Assignment: Document Classification

It can be useful to be able to classify new “test” documents using already classified “training” documents. A common example is using a corpus of labeled spam and ham (non-spam) e-mails to predict whether or not a new document is spam.
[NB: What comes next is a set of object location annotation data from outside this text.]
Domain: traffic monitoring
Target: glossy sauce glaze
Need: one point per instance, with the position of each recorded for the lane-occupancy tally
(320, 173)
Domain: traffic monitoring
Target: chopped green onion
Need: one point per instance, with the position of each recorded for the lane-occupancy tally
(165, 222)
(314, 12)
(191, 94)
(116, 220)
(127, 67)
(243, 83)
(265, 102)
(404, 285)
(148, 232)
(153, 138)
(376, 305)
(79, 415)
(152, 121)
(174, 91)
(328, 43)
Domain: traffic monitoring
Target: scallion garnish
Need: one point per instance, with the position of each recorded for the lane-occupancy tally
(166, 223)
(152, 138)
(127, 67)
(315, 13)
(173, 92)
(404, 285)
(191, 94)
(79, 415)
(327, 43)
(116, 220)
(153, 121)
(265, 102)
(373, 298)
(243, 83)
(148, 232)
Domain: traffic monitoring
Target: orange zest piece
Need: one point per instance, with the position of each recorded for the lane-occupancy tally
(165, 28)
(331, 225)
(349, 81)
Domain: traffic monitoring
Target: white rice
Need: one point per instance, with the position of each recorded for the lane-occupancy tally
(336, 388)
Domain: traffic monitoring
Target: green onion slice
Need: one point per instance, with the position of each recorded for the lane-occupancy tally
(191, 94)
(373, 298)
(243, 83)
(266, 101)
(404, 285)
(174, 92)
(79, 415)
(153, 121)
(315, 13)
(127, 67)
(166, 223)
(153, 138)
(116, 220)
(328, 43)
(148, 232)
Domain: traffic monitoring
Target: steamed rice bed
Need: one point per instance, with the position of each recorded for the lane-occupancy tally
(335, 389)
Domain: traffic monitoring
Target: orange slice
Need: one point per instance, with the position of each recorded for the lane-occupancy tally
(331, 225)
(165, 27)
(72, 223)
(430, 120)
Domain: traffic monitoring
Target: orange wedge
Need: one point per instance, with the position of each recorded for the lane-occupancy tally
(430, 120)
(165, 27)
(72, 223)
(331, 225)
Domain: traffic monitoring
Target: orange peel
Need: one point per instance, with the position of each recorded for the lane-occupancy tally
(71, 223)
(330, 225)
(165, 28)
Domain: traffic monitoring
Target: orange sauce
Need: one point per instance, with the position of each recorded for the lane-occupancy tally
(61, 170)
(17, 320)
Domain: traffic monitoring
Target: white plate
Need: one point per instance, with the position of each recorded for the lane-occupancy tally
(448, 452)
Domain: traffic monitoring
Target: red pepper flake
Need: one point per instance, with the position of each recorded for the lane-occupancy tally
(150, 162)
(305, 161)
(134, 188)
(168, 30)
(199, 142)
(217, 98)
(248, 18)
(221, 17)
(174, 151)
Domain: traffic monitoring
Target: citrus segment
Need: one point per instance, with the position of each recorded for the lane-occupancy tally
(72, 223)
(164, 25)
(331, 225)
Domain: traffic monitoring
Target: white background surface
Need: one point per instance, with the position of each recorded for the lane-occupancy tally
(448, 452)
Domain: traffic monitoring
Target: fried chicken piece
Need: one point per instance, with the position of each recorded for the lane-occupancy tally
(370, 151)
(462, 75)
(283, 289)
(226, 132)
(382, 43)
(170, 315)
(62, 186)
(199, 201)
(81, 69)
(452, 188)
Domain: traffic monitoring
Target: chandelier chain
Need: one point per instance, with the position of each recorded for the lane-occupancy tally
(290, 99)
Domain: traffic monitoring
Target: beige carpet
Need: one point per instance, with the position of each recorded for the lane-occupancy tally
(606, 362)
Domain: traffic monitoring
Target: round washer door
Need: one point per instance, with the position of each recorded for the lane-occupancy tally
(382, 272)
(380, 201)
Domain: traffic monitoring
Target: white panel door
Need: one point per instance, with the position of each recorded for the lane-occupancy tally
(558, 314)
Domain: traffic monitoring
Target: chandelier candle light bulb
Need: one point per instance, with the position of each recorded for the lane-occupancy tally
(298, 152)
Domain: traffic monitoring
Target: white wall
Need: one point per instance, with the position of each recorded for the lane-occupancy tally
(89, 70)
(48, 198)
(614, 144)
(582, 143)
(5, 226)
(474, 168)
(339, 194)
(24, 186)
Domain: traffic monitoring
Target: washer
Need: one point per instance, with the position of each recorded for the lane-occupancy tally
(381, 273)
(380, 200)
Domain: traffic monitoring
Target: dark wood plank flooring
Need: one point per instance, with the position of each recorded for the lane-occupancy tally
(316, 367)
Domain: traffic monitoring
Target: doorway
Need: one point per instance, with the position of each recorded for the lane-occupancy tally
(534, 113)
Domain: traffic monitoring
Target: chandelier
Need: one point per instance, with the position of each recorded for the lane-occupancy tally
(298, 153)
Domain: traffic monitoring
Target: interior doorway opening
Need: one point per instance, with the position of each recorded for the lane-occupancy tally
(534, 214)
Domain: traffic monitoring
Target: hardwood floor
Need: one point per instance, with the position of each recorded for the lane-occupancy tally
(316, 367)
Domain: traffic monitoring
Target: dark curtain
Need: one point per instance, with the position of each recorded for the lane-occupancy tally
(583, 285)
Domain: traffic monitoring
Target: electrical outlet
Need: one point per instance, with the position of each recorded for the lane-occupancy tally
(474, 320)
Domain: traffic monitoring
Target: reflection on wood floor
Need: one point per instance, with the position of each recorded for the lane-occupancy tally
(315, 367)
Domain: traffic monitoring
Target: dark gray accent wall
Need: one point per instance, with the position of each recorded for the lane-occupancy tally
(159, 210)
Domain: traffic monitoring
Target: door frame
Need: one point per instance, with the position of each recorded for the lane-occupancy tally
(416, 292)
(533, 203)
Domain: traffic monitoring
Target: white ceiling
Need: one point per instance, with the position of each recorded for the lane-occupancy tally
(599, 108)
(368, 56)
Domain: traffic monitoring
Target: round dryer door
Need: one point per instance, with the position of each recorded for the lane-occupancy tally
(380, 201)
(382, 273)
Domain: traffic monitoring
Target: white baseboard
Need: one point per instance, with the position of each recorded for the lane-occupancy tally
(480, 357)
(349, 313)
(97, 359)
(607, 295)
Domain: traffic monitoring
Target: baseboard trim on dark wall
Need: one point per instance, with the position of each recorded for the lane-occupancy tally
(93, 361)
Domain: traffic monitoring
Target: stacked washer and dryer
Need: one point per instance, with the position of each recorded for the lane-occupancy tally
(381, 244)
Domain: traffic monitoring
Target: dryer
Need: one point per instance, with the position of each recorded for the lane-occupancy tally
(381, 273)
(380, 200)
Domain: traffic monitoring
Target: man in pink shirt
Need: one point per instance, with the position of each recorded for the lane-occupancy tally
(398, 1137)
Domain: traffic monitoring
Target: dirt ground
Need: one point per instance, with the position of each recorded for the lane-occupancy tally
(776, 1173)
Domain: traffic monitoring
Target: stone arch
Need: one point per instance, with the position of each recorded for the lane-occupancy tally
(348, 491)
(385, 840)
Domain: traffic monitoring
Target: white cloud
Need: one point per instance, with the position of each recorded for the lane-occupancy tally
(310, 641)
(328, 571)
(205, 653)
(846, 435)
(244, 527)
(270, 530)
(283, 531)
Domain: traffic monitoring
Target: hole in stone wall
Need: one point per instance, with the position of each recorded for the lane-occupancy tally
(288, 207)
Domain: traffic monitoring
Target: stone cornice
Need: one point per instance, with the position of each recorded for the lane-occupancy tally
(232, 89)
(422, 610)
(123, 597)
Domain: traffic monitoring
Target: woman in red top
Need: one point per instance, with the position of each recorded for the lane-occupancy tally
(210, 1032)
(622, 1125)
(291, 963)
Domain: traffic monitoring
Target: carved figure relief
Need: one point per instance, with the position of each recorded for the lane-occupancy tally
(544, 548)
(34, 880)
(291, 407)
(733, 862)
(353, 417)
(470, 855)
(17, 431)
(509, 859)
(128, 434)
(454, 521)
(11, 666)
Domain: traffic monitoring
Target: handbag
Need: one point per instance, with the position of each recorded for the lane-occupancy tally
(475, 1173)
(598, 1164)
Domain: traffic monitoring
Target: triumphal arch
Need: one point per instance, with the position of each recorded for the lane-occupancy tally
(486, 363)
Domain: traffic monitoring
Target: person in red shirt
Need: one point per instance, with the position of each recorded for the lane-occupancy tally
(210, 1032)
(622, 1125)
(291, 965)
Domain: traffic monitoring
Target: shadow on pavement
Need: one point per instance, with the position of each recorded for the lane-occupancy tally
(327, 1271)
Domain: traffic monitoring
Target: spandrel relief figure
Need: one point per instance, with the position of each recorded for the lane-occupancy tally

For this project, you can start with a spam/ham dataset, then predict the class of new documents (either withheld from the training dataset or from another source such as your own spam folder). One example corpus: https://spamassassin.apache.org/publiccorpus/

For more adventurous students, you are welcome (encouraged!) to come up with a different set of documents (including scraped web pages!?) that have already been classified (e.g. tagged), then analyze these documents to predict how new documents should be classified.

Imports:

library(tm)
library(knitr)
library(plyr)
library(wordcloud)

Function to Load Corpus:

# My computer crashes when I go higher than MAX_FILES...
MAX_FILES <- 40
# How many table rows to show for knitr tables
NUM_TABLE_ROWS <- 10
# how many terms to return on analysis
TOP_X_TERMS <- 999

# get the corpus given the directory
get_corpus <- function(the_dir){
  file_contents <- c()
  the_files <- list.files(path=the_dir, full.names = TRUE)
  head(the_files)
  i <- 0
  for (cur_file in the_files){
    if(i < MAX_FILES){
      current_content <- readLines(cur_file)
      file_contents <- c(file_contents, current_content)
      i <- (i+1)
    }
  }
  the_corpus <- Corpus(VectorSource(file_contents))
  return (the_corpus)
}

Create the SPAM/HAM Corpuses:

# Get the Ham and Spam Corpuses:
ham_corpus <- get_corpus("hw11/easy_ham/")
length(ham_corpus)

## [1] 3334

ham_corpus

## <<VCorpus>>
## Metadata:  corpus specific: 0, document level (indexed): 0
## Content:  documents: 3334

spam_corpus <- get_corpus("hw11/spam_2/")
length(spam_corpus)

## [1] 6276

spam_corpus

## <<VCorpus>>
## Metadata:  corpus specific: 0, document level (indexed): 0
## Content:  documents: 6276

Filter the 2 Corpuses, and create Term Document Matrices:

# general filtering opts:
tdm_dtm_opts <- list(removePunctuation=TRUE, removeNumbers=TRUE, stripWhitespace=TRUE, tolower=TRUE, stopwords=TRUE, minWordLength = 2)

# create the TDMs
spam_tdm <- TermDocumentMatrix(spam_corpus,control=tdm_dtm_opts)
spam_tdm

## <<TermDocumentMatrix (terms: 5963, documents: 6276)>>
## Non-/sparse entries: 16009/37407779
## Sparsity           : 100%
## Maximal term length: 251
## Weighting          : term frequency (tf)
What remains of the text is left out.